From 76e2c497f75ab8086158b533ddb65145eec24492 Mon Sep 17 00:00:00 2001
From: James Betker <jbetker@gmail.com>
Date: Thu, 9 Sep 2021 23:34:56 -0600
Subject: [PATCH] Improvements to splitter

---
 codes/models/spleeter/separator.py            |  2 +-
 .../spleeter_split_voice_and_background_2.py  | 27 ++++++++++---------
 2 files changed, 15 insertions(+), 14 deletions(-)

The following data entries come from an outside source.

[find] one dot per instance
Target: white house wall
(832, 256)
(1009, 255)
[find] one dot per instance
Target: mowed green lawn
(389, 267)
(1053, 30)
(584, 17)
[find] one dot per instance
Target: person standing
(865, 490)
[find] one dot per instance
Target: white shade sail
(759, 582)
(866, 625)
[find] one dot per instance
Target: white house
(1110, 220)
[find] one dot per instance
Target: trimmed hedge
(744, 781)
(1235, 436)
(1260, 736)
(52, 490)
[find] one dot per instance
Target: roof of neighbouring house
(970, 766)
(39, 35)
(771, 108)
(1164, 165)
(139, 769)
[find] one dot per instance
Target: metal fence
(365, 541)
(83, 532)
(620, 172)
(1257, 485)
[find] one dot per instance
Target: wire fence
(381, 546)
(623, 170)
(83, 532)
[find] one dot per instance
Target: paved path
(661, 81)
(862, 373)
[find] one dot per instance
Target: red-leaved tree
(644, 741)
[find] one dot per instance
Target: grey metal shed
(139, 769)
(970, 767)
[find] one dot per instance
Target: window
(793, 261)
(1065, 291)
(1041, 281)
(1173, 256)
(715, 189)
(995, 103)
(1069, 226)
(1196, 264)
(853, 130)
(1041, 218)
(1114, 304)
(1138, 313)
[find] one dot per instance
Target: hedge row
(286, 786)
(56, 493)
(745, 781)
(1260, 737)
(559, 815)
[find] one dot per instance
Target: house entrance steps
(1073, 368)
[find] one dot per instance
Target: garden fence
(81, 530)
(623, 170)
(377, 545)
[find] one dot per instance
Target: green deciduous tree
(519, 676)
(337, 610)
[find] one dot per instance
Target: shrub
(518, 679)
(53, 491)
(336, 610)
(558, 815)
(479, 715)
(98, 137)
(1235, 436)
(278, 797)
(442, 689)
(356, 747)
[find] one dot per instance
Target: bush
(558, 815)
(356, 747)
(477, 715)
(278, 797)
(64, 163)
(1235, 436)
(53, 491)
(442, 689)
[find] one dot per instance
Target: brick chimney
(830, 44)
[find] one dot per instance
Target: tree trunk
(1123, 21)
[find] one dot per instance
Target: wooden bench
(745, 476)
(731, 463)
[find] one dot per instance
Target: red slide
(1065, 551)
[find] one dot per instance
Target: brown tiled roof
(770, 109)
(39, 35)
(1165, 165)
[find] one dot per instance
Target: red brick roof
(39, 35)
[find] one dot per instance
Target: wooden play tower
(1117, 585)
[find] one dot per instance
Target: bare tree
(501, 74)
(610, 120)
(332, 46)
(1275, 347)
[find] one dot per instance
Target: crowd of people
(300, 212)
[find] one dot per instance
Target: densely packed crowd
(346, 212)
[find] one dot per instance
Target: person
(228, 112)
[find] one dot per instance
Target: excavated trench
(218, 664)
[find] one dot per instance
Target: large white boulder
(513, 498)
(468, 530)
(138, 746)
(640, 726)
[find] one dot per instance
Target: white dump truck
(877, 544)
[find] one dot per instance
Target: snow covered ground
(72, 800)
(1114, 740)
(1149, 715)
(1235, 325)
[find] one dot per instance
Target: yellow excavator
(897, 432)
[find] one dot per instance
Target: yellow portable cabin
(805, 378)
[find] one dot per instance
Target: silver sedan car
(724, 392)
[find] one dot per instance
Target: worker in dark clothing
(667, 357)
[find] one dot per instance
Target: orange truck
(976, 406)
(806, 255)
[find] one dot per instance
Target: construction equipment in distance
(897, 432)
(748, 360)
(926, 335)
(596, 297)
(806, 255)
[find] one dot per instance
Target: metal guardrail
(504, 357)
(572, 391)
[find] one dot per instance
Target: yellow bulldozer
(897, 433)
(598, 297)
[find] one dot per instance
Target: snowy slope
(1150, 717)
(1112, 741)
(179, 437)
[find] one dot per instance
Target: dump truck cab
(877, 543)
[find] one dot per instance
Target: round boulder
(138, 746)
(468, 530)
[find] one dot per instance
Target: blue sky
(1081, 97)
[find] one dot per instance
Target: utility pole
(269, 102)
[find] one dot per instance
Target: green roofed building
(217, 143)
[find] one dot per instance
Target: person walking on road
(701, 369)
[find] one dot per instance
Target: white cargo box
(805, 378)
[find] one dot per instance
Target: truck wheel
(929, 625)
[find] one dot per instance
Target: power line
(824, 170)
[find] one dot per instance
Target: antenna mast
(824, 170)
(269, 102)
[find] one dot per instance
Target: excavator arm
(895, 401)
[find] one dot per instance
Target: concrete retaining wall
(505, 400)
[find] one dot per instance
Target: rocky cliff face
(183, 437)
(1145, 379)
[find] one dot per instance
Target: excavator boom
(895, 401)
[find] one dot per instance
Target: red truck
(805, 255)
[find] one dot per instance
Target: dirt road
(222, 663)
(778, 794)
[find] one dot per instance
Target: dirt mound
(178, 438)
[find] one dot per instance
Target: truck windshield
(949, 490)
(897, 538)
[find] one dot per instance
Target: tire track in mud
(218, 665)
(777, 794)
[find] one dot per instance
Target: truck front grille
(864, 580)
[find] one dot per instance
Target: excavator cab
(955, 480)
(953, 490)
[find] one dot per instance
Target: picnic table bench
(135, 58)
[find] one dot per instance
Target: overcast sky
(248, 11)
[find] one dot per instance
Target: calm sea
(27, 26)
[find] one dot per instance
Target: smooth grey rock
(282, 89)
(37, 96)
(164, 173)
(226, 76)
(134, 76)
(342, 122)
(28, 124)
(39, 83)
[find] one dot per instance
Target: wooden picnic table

diff --git a/codes/models/spleeter/separator.py b/codes/models/spleeter/separator.py
index ceafd17f..bda3e25e 100644
--- a/codes/models/spleeter/separator.py
+++ b/codes/models/spleeter/separator.py
@@ -29,4 +29,4 @@ class Separator:
         return {
             'vocals': res[0].cpu().numpy(),
             'accompaniment': res[1].cpu().numpy()
-        }
\ No newline at end of file
+        }
diff --git a/codes/scripts/audio/preparation/spleeter_split_voice_and_background_2.py b/codes/scripts/audio/preparation/spleeter_split_voice_and_background_2.py
index a647d405..2e101e33 100644
--- a/codes/scripts/audio/preparation/spleeter_split_voice_and_background_2.py
+++ b/codes/scripts/audio/preparation/spleeter_split_voice_and_background_2.py
@@ -14,6 +14,7 @@ def main():
     src_dir = 'F:\\split\\podcast-dump0'
     output_dir = 'F:\\tmp\\out'
     output_dir_bg = 'F:\\tmp\\bg'
+    output_dir_reject = 'F:\\tmp\\rejected'
     output_sample_rate=22050
     batch_size=24
 
@@ -28,34 +29,34 @@ def main():
 
         sep = separator.separate(waves)
         for j in range(sep['vocals'].shape[0]):
-            vocals = sep['vocals'][j]
-            bg = sep['accompaniment'][j]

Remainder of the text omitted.